1993 - Lakewood Balmoral

1993 Fall Tour of Homes
Lakewood Balmoral
September 19, 1993

Welcome to the Fifth Annual Edgewater Historical Society Home Tour

Editor’s note: To respect the privacy of the homeowners while making the historical information available for research, most names and street addresses have been removed from the online version of the “tour booklet.” The original printed booklets are all available at the Edgewater Historical Society Museum.

Images and text for this online “tour booklet” were copied from the printed booklet. Copyright © 1993 Edgewater Historical Society.

For individual home descriptions, select an address at the left.

Lakewood Balmoral

Edgewater was founded in 1885 when John Lewis Cochran, a tobacco salesman from Philadelphia, purchased 200 acres of land along the shores of Lake Michigan just north of the booming city of Chicago. He planned to create a suburb and took steps to showcase the area by advertising new home construction, streets, trees, sidewalks, a power plant and transportation. All of this was done over a period of 35 years.

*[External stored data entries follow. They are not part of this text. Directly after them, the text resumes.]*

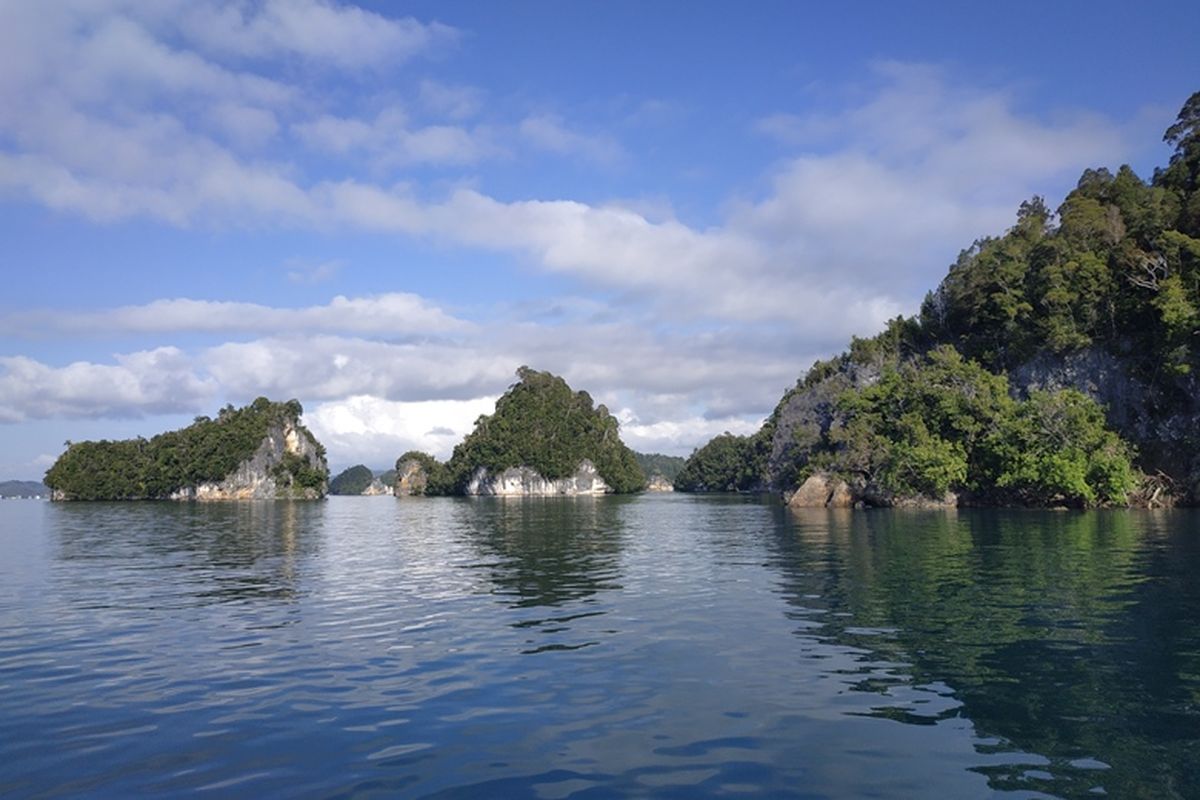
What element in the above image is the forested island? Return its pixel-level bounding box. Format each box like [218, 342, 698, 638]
[395, 367, 645, 496]
[44, 398, 329, 500]
[329, 465, 395, 495]
[678, 91, 1200, 508]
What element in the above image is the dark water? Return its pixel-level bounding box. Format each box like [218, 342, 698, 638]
[1, 496, 1198, 799]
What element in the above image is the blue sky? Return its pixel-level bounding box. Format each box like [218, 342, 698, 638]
[1, 0, 1197, 477]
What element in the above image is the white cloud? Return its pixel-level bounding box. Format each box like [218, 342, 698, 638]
[203, 335, 518, 403]
[175, 0, 457, 69]
[3, 294, 469, 338]
[518, 113, 625, 164]
[0, 2, 1136, 333]
[617, 411, 764, 457]
[293, 108, 499, 167]
[306, 394, 497, 465]
[0, 348, 217, 422]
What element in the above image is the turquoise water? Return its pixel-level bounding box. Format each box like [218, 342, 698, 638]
[1, 495, 1197, 798]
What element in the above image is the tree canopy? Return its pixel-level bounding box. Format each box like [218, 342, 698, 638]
[402, 368, 646, 495]
[45, 397, 327, 500]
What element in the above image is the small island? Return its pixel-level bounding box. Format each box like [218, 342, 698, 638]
[329, 465, 395, 496]
[44, 398, 329, 501]
[395, 367, 645, 496]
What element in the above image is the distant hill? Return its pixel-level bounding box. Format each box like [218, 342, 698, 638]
[633, 452, 686, 482]
[0, 480, 47, 498]
[329, 464, 374, 495]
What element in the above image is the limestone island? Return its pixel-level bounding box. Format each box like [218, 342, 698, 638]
[395, 367, 646, 497]
[329, 465, 395, 496]
[45, 398, 329, 501]
[675, 93, 1200, 510]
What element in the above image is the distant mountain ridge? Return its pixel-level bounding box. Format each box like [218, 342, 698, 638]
[0, 480, 47, 498]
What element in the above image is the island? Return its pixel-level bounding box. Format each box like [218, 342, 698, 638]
[44, 398, 329, 501]
[678, 92, 1200, 509]
[394, 367, 645, 496]
[329, 465, 395, 495]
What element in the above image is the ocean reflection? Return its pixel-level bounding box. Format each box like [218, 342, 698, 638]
[772, 507, 1200, 798]
[48, 500, 323, 607]
[451, 496, 630, 609]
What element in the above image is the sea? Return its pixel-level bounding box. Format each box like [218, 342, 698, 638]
[1, 494, 1197, 798]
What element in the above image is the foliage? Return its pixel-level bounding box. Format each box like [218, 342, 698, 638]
[45, 397, 327, 500]
[675, 430, 770, 492]
[633, 452, 687, 482]
[329, 464, 374, 495]
[427, 368, 646, 494]
[817, 347, 1135, 506]
[917, 93, 1200, 379]
[987, 390, 1137, 506]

Today our tour focuses on Cochran’s third addition to Edgewater, which was filed on November 15, 1890. 54 acres were subdivided into 768 lots. The 16 block area was bound by North 59th Street (Foster) on the south, Evanston Avenue (Broadway) on the east, Southport (Glenwood) on the west, and Bryn Mawr on the north. (Most other street names remain unchanged from that time, except for Catalpa, which was then called Claremont.)

Among the benefits of a home in Edgewater, Cochran offered large lots, stone sidewalks, sewers and macadam streets. Other amenities included ash trees along the parkways and services such as street cleaning and tree trimming. The Edgewater Light and Coal Company supplied electric power (a modern convenience in 1890) to all homes. When Edgewater became a part of the city of Chicago in 1889, the city was not able to provide all the services to the newly incorporated areas. Cochran continued these services to his subdivisions well into the 20th century.

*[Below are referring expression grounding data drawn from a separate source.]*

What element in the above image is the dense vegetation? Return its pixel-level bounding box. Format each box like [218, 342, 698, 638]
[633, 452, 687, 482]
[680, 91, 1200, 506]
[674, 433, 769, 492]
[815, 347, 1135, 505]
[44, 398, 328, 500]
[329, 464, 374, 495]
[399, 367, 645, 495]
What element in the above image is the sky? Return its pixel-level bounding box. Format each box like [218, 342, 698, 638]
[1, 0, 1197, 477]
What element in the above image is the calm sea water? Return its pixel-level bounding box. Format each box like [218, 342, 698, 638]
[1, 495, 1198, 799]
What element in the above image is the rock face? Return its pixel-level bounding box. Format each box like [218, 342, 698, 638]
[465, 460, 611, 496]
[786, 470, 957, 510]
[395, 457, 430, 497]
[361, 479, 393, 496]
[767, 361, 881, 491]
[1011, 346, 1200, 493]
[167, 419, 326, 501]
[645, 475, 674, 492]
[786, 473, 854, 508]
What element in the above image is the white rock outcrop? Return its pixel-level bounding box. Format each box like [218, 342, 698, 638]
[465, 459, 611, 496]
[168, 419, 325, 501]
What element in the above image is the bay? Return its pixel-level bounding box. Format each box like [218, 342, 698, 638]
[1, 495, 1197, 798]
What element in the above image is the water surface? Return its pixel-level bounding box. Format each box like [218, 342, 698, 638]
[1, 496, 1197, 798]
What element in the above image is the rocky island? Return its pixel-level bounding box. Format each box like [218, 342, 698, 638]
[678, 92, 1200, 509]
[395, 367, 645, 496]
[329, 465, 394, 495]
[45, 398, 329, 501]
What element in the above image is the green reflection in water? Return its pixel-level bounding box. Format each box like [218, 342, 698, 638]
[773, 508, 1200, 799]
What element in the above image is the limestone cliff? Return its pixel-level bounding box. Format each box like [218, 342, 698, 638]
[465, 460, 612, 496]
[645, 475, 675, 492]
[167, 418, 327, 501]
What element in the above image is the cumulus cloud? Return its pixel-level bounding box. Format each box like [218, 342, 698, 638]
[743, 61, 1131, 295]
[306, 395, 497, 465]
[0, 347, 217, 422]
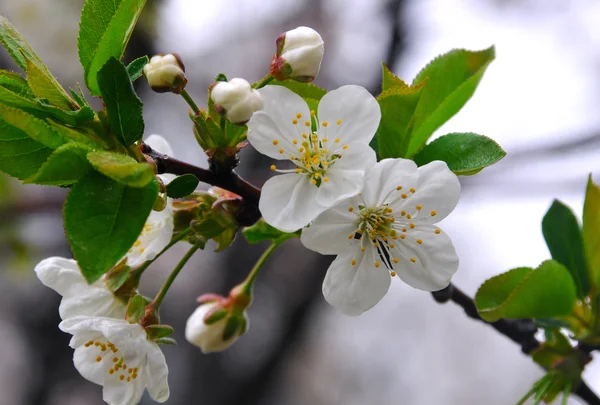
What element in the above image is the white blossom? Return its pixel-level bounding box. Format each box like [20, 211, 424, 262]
[247, 84, 380, 232]
[143, 54, 187, 93]
[210, 78, 263, 124]
[301, 159, 461, 315]
[185, 302, 248, 353]
[271, 26, 324, 82]
[60, 316, 169, 405]
[35, 257, 126, 320]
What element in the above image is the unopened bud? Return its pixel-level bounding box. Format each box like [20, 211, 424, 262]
[270, 26, 324, 83]
[210, 78, 263, 124]
[185, 301, 248, 353]
[143, 53, 187, 93]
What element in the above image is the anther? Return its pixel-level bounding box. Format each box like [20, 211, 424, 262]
[109, 369, 115, 375]
[335, 138, 341, 143]
[402, 228, 407, 232]
[416, 205, 422, 211]
[270, 165, 276, 171]
[120, 375, 125, 381]
[389, 243, 395, 248]
[435, 229, 441, 234]
[401, 194, 407, 199]
[96, 356, 102, 363]
[337, 119, 342, 125]
[361, 247, 366, 252]
[279, 148, 284, 154]
[417, 239, 423, 244]
[396, 186, 402, 190]
[311, 179, 317, 185]
[127, 377, 131, 382]
[272, 140, 279, 145]
[400, 234, 406, 239]
[393, 258, 399, 264]
[322, 137, 328, 142]
[390, 271, 397, 277]
[323, 177, 329, 182]
[292, 119, 298, 124]
[348, 207, 354, 212]
[296, 113, 303, 119]
[410, 188, 416, 193]
[342, 145, 348, 150]
[322, 121, 328, 127]
[351, 259, 357, 266]
[410, 258, 416, 263]
[407, 214, 412, 219]
[409, 223, 415, 229]
[431, 210, 437, 217]
[293, 139, 298, 145]
[400, 211, 406, 216]
[304, 121, 311, 127]
[375, 262, 380, 268]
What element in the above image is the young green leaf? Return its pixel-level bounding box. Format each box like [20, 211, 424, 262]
[24, 143, 92, 186]
[0, 104, 66, 149]
[0, 70, 35, 98]
[97, 57, 144, 146]
[270, 80, 327, 101]
[64, 171, 158, 283]
[475, 260, 577, 322]
[166, 174, 200, 198]
[0, 116, 53, 180]
[542, 200, 589, 298]
[381, 63, 409, 91]
[78, 0, 147, 95]
[583, 176, 600, 288]
[413, 132, 506, 175]
[25, 57, 76, 110]
[406, 46, 495, 157]
[87, 151, 154, 188]
[126, 55, 149, 81]
[37, 102, 95, 127]
[375, 82, 425, 159]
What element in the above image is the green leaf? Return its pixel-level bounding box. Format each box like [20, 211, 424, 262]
[145, 324, 174, 340]
[24, 143, 92, 186]
[375, 83, 425, 159]
[126, 56, 148, 81]
[542, 200, 589, 298]
[37, 101, 95, 127]
[475, 260, 577, 322]
[381, 63, 409, 91]
[270, 80, 327, 101]
[243, 218, 298, 244]
[0, 115, 53, 179]
[166, 174, 199, 198]
[46, 119, 105, 148]
[25, 57, 75, 110]
[406, 46, 495, 157]
[64, 171, 158, 283]
[97, 57, 144, 146]
[126, 294, 146, 323]
[87, 151, 154, 188]
[0, 70, 35, 99]
[0, 104, 66, 149]
[413, 132, 506, 175]
[583, 176, 600, 288]
[78, 0, 147, 95]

In 1892, Cochran incorporated a transportation company with electric trolleys which connected the Edgewater community to Diversey Avenue, at which point one could changed to a streetcar bound for downtown Chicago. Around this time, Cochran also worked with the Chicago, Milwaukee and St. Paul railroad, a ground level steam train, to open stations at Bryn Mawr, Berwyn and Grand (Granville). Later, in 1893, he became involved in the organization of the Northwestern Elevated railroad, which eventually replaced the ground level trains with the “L” when the link from Wilson to Howard was completed in the early part of this century.

Cochran advertised his subdivisions heavily in Chicago’s newspapers. Besides attracting business people and company executives, Cochran’s plan also drew the interest of many architects. Initially, in the first platted area of Edgewater (Foster to Bryn Mawr and Sheridan to Broadway), Cochran’s architect was Joseph Lyman Silsbee. Silsbee was known for the Shingle style and, although no examples of his work still exist in Edgewater, some photos are available. Frank Lloyd Wright worked under Silsbee for a brief period prior to 1890. Other architects working in Edgewater included George B. Mayer, Harvey Page and Co., H.J. Gaul, Holabird and Roche, Neils Buck, Le Stanhope, H.L. Newhouse, Julius Huber and Myron Church.

Most of the homes on the tour today, were built before 1900 and were among the first homes in the Lakewood Balmoral area. One of the homes, at 5453, has been designated as an historic landmark by the Chicago Landmark Commission. The homes on the tour are of wood construction and eclectic style with Classical, Queen Anne and Shingle detailing. They exhibit the last of an era before the strong influence of the Arts and Crafts Movement and the Prairie Style.

In recent years, the owners of the homes on this tour and many others in the Edgewater community, have made an effort to restore their homes to their original beauty. The quality of craftsmanship, the attention to detail and the architect’s original vision, are evident in these restorations.